A lot of people don't, and often they have not even read the whole holy book they claim to follow.
Both believers and unbelievers typically do not grasp spiritual concepts well.
They ether have to make it all literal or all symbolic. They become too legalistic or too permissive. They are seeking to reconcile their society's ideals with the spiritual concepts, and it cannot be done, IMO.
For example, many will see Biblical God (especially in the Hebrew OT) as demanding and/or allowing/causing/condoning atrocities instead of yielding to humans, aka, giving us the freedom to be wrong and discover why (the book of Judges is a good example this).

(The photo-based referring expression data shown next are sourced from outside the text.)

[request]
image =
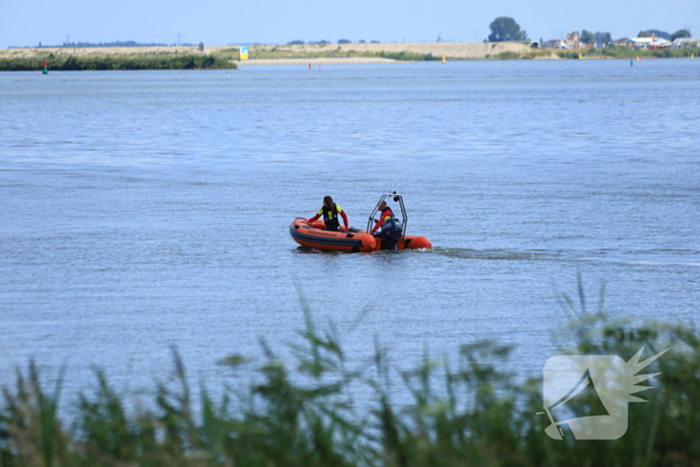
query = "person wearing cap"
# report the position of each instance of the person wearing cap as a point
(330, 212)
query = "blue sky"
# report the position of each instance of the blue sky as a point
(28, 22)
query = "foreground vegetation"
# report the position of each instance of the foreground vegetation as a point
(117, 62)
(306, 413)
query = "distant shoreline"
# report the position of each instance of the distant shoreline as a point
(228, 57)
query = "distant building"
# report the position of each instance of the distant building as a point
(651, 43)
(686, 42)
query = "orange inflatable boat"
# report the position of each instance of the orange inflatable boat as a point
(353, 240)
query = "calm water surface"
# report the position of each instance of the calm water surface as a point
(140, 210)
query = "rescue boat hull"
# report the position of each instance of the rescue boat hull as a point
(315, 236)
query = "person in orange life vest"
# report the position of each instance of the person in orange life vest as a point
(330, 212)
(386, 213)
(391, 228)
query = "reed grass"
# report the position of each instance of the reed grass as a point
(303, 412)
(148, 61)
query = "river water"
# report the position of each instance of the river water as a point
(140, 210)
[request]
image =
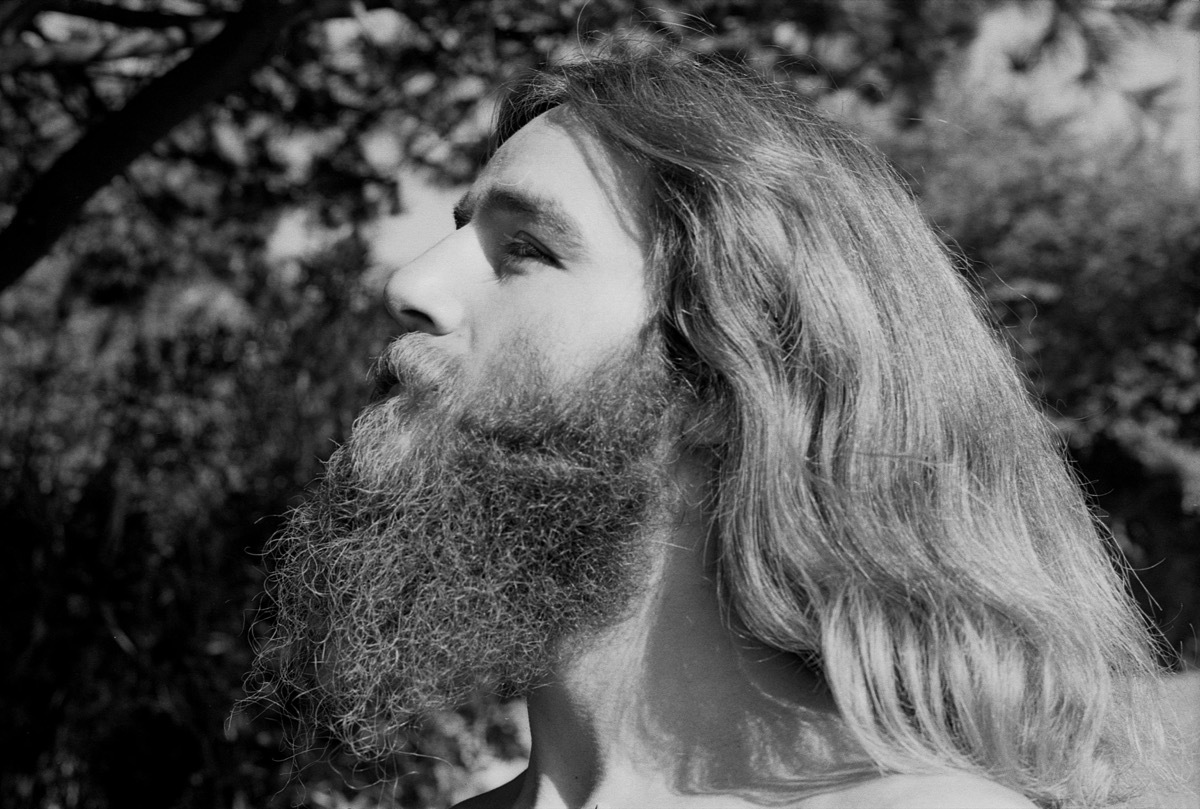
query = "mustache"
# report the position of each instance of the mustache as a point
(411, 364)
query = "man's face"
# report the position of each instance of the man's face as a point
(493, 510)
(549, 252)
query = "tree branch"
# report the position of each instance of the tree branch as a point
(111, 12)
(19, 55)
(213, 71)
(16, 15)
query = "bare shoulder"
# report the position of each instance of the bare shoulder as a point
(957, 791)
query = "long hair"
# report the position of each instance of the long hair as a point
(891, 502)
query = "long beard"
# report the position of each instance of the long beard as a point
(462, 541)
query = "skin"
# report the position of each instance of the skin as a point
(672, 706)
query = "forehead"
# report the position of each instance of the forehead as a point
(556, 160)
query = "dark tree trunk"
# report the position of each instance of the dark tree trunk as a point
(211, 72)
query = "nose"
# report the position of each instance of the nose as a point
(430, 293)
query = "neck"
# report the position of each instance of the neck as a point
(672, 707)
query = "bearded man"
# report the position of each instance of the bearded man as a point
(696, 439)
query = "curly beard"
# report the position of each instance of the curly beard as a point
(463, 540)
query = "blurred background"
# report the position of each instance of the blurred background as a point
(198, 205)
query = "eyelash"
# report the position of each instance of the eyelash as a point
(515, 251)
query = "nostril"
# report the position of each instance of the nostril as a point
(414, 319)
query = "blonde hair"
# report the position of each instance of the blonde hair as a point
(891, 502)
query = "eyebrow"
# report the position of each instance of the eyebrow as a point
(546, 211)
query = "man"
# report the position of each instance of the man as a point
(696, 441)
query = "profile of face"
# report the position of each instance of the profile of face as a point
(493, 510)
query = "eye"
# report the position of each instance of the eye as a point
(520, 253)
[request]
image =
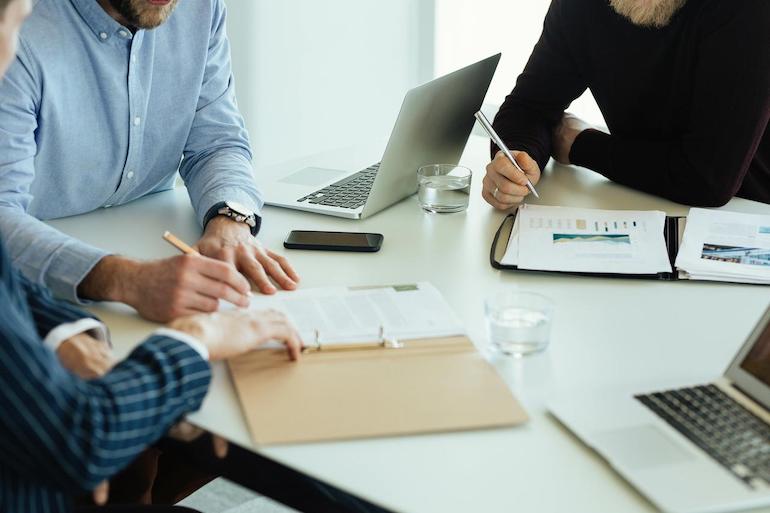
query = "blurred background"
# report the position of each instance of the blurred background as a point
(313, 76)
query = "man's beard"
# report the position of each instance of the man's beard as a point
(647, 13)
(142, 14)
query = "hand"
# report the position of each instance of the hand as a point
(230, 241)
(186, 432)
(85, 356)
(236, 332)
(564, 135)
(504, 186)
(162, 290)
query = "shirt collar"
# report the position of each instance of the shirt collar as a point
(101, 24)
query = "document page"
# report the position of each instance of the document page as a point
(340, 315)
(590, 240)
(726, 246)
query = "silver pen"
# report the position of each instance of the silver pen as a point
(500, 144)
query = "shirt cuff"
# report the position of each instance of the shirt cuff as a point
(191, 341)
(62, 332)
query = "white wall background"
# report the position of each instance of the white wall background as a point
(315, 75)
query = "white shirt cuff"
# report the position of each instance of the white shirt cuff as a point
(191, 341)
(62, 332)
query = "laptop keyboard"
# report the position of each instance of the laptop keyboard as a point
(736, 438)
(350, 192)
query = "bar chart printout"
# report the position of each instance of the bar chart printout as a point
(588, 240)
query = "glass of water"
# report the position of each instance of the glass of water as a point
(443, 188)
(518, 322)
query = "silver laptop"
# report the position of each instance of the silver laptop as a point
(704, 448)
(433, 126)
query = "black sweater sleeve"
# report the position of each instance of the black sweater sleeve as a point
(550, 81)
(730, 105)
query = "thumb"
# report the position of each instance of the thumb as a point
(102, 493)
(527, 164)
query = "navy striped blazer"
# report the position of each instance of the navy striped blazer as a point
(61, 435)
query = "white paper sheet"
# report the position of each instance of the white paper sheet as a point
(355, 315)
(590, 240)
(726, 246)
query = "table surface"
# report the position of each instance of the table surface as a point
(607, 332)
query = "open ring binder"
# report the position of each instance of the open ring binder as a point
(382, 342)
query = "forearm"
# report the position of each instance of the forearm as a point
(224, 175)
(45, 255)
(663, 168)
(111, 279)
(73, 433)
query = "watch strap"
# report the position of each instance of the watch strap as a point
(214, 211)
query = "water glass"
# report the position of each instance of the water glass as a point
(443, 188)
(518, 322)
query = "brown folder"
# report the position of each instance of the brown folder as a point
(428, 385)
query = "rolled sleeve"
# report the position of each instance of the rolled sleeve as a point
(216, 165)
(61, 333)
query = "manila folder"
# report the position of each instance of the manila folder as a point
(429, 385)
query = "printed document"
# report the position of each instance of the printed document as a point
(726, 246)
(588, 240)
(339, 315)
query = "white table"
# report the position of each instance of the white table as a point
(606, 332)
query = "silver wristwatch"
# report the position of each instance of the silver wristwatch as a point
(238, 213)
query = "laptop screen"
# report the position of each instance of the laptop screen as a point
(757, 361)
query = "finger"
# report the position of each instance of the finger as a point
(285, 265)
(505, 190)
(256, 273)
(275, 271)
(528, 165)
(214, 289)
(101, 493)
(503, 167)
(224, 272)
(492, 201)
(185, 431)
(220, 447)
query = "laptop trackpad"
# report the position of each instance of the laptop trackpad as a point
(641, 447)
(313, 176)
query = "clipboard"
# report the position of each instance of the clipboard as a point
(415, 386)
(673, 231)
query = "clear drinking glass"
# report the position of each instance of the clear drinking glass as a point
(443, 188)
(518, 322)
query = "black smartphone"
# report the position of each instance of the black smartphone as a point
(334, 241)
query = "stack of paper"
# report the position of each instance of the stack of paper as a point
(588, 241)
(726, 246)
(341, 315)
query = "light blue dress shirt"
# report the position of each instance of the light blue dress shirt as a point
(93, 116)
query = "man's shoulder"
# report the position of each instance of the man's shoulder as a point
(48, 23)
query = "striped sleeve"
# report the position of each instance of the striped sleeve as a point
(48, 312)
(71, 434)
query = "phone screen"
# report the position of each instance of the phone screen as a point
(360, 240)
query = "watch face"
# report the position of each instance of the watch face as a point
(239, 209)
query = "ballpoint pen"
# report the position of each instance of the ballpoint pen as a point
(500, 144)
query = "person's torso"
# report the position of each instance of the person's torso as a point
(115, 108)
(643, 78)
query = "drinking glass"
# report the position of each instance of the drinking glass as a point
(518, 322)
(443, 188)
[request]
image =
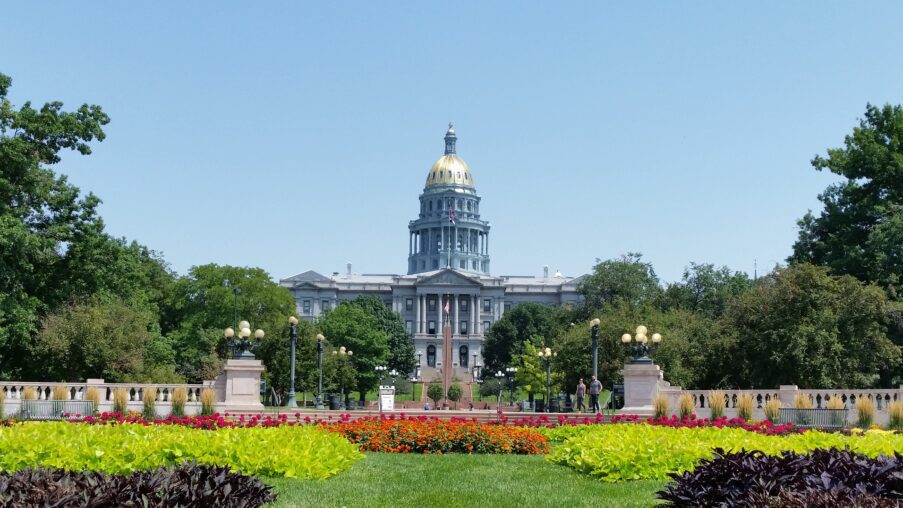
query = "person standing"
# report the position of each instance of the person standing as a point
(595, 388)
(581, 393)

When I shifted away from the knee-jerk reactions many get stuck on, then I deepened my understanding in a way that
Most of the points people try to make about the Bible fail to grasp it, IMO, such as arguments that it gives slavery a positive value or the misunderstanding that the Mosaic Law was not intended to be universal or timeless or perfect (how can imperfect people be governed by a perfect law? instead, their imperfection is being mitigated perfectly), but existed within a very specific culture and time period. Basically, others are arguing against a strawman, which is why they have no effect on me. When people try to tell me how I feel or what I think, the I admittedly shut off to them. People trying to tell me how I understand something is ridiculous. Usually they are arguing stuff I don't believe and is not my understanding of scripture, and most of the time I am better versed in it than they are, because they tend to "cherry pick".

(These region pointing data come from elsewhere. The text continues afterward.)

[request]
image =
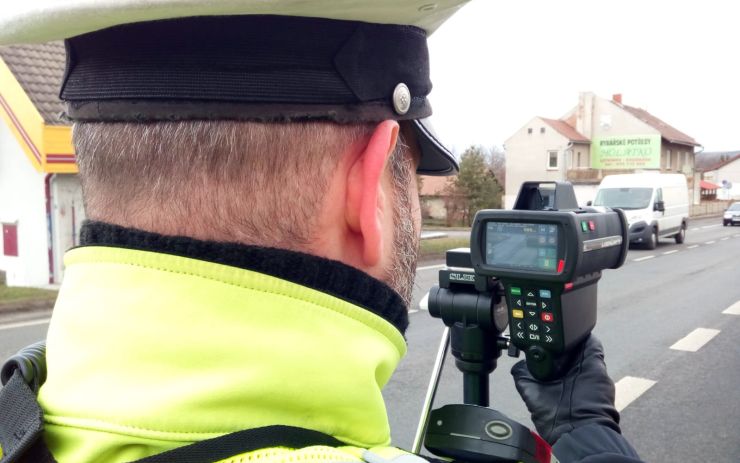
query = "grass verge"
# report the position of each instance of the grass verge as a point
(16, 294)
(436, 248)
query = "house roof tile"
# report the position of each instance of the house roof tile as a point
(566, 130)
(39, 69)
(667, 131)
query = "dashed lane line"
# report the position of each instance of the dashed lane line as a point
(629, 388)
(694, 341)
(734, 309)
(430, 267)
(11, 326)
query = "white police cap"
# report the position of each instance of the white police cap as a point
(268, 60)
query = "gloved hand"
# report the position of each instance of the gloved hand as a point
(584, 395)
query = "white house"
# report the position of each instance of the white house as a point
(40, 196)
(596, 138)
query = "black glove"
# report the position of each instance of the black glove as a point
(584, 395)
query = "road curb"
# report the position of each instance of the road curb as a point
(26, 305)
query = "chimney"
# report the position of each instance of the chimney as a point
(584, 113)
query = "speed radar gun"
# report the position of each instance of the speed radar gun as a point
(534, 269)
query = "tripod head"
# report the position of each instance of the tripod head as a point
(471, 305)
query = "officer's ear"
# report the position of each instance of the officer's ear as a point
(369, 211)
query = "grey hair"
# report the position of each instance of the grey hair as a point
(251, 182)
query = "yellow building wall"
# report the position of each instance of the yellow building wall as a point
(48, 147)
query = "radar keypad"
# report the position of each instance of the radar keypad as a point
(533, 316)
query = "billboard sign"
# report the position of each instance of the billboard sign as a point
(626, 152)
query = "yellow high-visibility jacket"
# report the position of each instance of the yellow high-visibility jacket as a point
(149, 351)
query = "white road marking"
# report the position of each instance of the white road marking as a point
(11, 326)
(734, 309)
(629, 389)
(424, 302)
(695, 340)
(430, 267)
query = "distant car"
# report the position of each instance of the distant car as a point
(732, 215)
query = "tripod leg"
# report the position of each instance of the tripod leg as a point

I certainly have had my own doubt, currently have doubts crop up, etc, and I usually resolve them by shifting my viewpoint, often shifting it away from the usual interpretations. Doing this requires I detach myself from current social mores also, and I try to understand the Bible in its own context. This has left me with views very different from most of mainstream Christianity in some ways. However, I do not form an acceptance of trendy values at all, because I don't seek to reconcile "progressive" ideas of morality and ethics with the Bible. Instead, I take both a less legalistic and a less permissive view and see it more about spiritual principles (understanding the dynamics of the spiritual aspect of reality and why certain actions cause certain outcomes, which is why they can be assigned moral values; my metaphor for this is the law of gravity). I am less focused on understanding "what" than "why".
I also find there is a lot of human arrogance regarding "facts", asserting things as true that 20 years from now will change. When it comes to pre-history and holy books, such as the Bible, I see no reason to try and resolve its accounts with "facts", as the facts are not static; but I find the spiritual principles to be timeless. The timelessness is hard for others to grasp, even if they recognize it to a degree, which is why they are always trying to reconcile it to their particular society. They see value in it, but they don't grasp it well enough to not take it too literally, which presents obvious conflicts.
So I don't regard the Bible as a scientific nor historical book, although that doesn't mean I think it is a book of fables. I simply don't believe history and science to be static either, but rather very contextual and shifting as our collective perspective shifts (and this is certainly true of religion also, which I don't equate with the Bible or spirituality itself; see above about people trying to "reconcile"). It is something of a paradox that to understand the spiritual principles in the Bible outside of its context, you have to first grasp it within its context. It is something of a paradox in that to believe, you have to admit that humans (including yourself) don't really know much at all.
For example... Did Noah's flood really happen? Well, I don't know. I wasn't there. The way people understood and presented things back then is pretty different from how reality is interpreted now. The current & past facts become irrelevant, but the spiritual lesson stands. There is no need to reconcile present understanding of the physical world and history with the past understanding of the physical world and history. So when it comes to belief, I believe fully in the Bible as a book of spiritual truths. I have no need to believe it as "factual" in a physical sense, as that would miss the point of it anyway.
I am not looking to debate here, but this is simply my perspective.